On the ninth anniversary of the September 11 terrorist attacks on America, I watched Armadillo, a Danish documentary about the war in Afghanistan, at the Toronto International Film Festival in Canada. I saw it because it seemed relevant and I had a few hours between films that I was actually excited for. I went in without any expectations, totally unaware that it would be the most thought-provoking film I would see that weekend.

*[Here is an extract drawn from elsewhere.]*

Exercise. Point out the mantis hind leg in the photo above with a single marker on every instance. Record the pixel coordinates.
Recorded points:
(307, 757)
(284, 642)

Armadillo explores the War on Terror on a personal level through the eyes of a small group of soldiers who are deployed for the first time to Forward Operating Base Armadillo on the edge of the Helmand frontline in Afghanistan. Taliban territory lies 800 meters beyond the camp’s walls. As operations get intense and the war becomes a reality, their boredom turns to cynicism and anger. Getting shot at and watching friends fall, the soldiers, who were originally sent to help the locals, become mistrustful disillusioned.
Director Janus Metz and his cameraman, Lars Skree, put themselves in very real danger for this film, and it shows. They went out on military patrols with the soldiers and were directly engaged in multiple gunfights with the Taliban. With only their cameras and no way to defend themselves, they risked their lives for the footage on screen.

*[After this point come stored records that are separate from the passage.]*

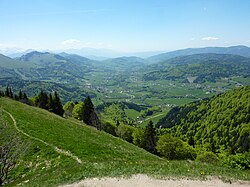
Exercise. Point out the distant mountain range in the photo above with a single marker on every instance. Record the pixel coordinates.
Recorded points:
(233, 50)
(73, 73)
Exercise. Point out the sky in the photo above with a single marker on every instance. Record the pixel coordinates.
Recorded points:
(123, 25)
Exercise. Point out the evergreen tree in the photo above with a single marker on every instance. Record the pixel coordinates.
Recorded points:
(89, 116)
(42, 100)
(51, 106)
(149, 143)
(25, 99)
(68, 108)
(10, 93)
(16, 97)
(88, 109)
(57, 104)
(7, 93)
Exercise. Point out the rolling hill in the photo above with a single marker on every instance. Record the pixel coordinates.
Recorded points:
(220, 124)
(233, 50)
(64, 151)
(200, 68)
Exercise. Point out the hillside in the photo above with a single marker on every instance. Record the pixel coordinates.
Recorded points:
(200, 68)
(233, 50)
(219, 124)
(97, 151)
(64, 151)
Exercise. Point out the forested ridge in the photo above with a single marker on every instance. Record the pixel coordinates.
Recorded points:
(219, 124)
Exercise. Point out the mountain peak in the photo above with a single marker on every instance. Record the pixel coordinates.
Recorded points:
(29, 55)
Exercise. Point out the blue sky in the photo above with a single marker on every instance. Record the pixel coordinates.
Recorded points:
(123, 25)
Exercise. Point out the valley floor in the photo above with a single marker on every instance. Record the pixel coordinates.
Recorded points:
(141, 180)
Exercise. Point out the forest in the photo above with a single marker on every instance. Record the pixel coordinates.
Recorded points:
(209, 130)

Metz and editor Per K. Kirkegaard wisely chose to edit Armadillo as a cinema verite-style narrative rather than conventional documentary. There is no voice over. There are no interviews. The camera tells the soldiers’ story for them. We follow them before, during, and after their deployment. Their personalities emerge through the conversations they have with one another with a candidness that on-camera interviews could never have achieved.

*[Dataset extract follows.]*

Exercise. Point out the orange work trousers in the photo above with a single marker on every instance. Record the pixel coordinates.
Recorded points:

Metz’s objective camera lets you see the action through your own eyes instead of through the usual lens of a documentary filmmaker with an agenda. This is crucial in battle scenes where people are injured and killed. The film’s tensest moment sparked an enormous uproar in its native Denmark over the possibility that soldiers violated the rules of engagement when they (as one soldier puts the allegation) “liquidated wounded people and piled up the dead to take pictures of ourselves as heroes.”
That Armadillo offers no conclusive proof whether this actually happened is a mark of its objectivity. You’ll see in the scenes in question that Metz could easily have spun the footage in favor of either side of the argument. He doesn’t though, and the result is a gripping and informative film that gives viewers a real-life image of the human consequences of the War on Terror. Its greatest asset is that it lets the audience figure those consequences out for itself.